Similarity of platforms also proves NOTHING. Similar prices are actually a sign of
competition in markets; so are similar platforms in politics.
4.
Alleged "barriers to entry" are usually minimal. Third parties can't win because voters don't
like them, not because "the system" is against them.
F.
Third, empirical evidence
shows a strong link between voter preferences and legislative behavior.
G.
Wittman's bottom line: In markets, economists are usually skeptical
about collusion. Why are they less
skeptical in politics? How is the grand
electoral conspiracy maintained?
VIII.
"Excessively High Negotiation/Transfer Costs"
A.
Finally, public choice economists often argue that transactions costs
prevent more efficient policies from replacing the status quo.
1.
Ex: A special interest "blocks" changes harmful to its
interests, and it is "too hard" to buy them off.
B.
This brings us to Wittman's Principle #3: Political bargaining can eliminate any remaining significant
inefficiencies.
C.
Why? Democracy is designed to have low
transactions costs.
1.
Majority rule is cheaper than the unanimity required by markets.
2.
Representative democracy (as opposed to direct democracy) drastically
reduces transactions costs.
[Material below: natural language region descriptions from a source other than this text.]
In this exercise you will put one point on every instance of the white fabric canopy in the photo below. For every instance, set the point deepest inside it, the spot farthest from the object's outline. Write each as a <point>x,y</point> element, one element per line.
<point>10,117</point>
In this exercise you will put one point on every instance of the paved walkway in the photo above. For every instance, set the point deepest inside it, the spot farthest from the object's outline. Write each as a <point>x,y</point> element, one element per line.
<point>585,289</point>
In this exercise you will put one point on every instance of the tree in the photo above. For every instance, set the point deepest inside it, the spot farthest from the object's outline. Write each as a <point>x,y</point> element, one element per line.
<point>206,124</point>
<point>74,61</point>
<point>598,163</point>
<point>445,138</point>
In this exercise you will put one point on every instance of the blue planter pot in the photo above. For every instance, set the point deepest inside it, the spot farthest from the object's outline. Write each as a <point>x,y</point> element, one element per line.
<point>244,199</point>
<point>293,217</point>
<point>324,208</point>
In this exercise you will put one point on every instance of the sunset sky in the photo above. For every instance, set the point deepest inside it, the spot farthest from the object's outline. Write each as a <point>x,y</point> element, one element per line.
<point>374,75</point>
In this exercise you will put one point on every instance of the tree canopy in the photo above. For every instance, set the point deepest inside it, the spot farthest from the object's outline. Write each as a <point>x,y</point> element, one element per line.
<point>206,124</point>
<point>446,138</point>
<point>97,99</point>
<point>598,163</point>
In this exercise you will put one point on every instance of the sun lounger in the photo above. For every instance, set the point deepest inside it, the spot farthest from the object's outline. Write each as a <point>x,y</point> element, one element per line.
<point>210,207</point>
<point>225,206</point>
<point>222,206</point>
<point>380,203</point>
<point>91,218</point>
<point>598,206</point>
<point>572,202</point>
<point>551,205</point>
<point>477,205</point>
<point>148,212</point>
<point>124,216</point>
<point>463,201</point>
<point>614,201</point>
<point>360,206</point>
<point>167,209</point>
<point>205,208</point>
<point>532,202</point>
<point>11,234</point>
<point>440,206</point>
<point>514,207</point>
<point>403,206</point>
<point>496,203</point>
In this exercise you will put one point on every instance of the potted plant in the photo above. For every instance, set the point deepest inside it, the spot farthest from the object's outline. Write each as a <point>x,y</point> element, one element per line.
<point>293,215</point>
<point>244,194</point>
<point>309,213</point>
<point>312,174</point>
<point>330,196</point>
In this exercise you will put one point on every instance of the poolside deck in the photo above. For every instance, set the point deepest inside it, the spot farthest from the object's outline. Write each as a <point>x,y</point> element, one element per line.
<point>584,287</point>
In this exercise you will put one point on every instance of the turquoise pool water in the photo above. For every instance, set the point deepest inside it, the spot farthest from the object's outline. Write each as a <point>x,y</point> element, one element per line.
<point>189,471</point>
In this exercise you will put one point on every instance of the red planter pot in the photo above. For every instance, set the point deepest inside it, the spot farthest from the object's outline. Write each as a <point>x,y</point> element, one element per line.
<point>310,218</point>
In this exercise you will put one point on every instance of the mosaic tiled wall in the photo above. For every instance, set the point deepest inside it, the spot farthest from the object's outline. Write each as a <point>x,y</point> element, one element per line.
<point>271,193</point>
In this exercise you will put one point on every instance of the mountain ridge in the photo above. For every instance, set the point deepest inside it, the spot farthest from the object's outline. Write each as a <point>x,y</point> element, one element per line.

Instead of
250 M Americans bargaining, we have a few hundred Congressmen and Senators
bargaining. (The same logic holds for
committees).
3.
Log-rolling can turn efficient but unpopular policies into efficient
AND popular policies.
A.
What reasons are there to believe that the rational expectations
assumption is true?
B.
One of my main research ideas: Just as economists think of agents
weighing the costs and benefits of information,
so too can we think of agents weighing the costs and benefits of rationality. Just as it is sometimes rational to be ignorant (have
little information), it may sometimes be rational to be irrational (deviate from full rationality).
C.
In other words, we can think of irrationality as a normal good. Why does anyone want this "good"?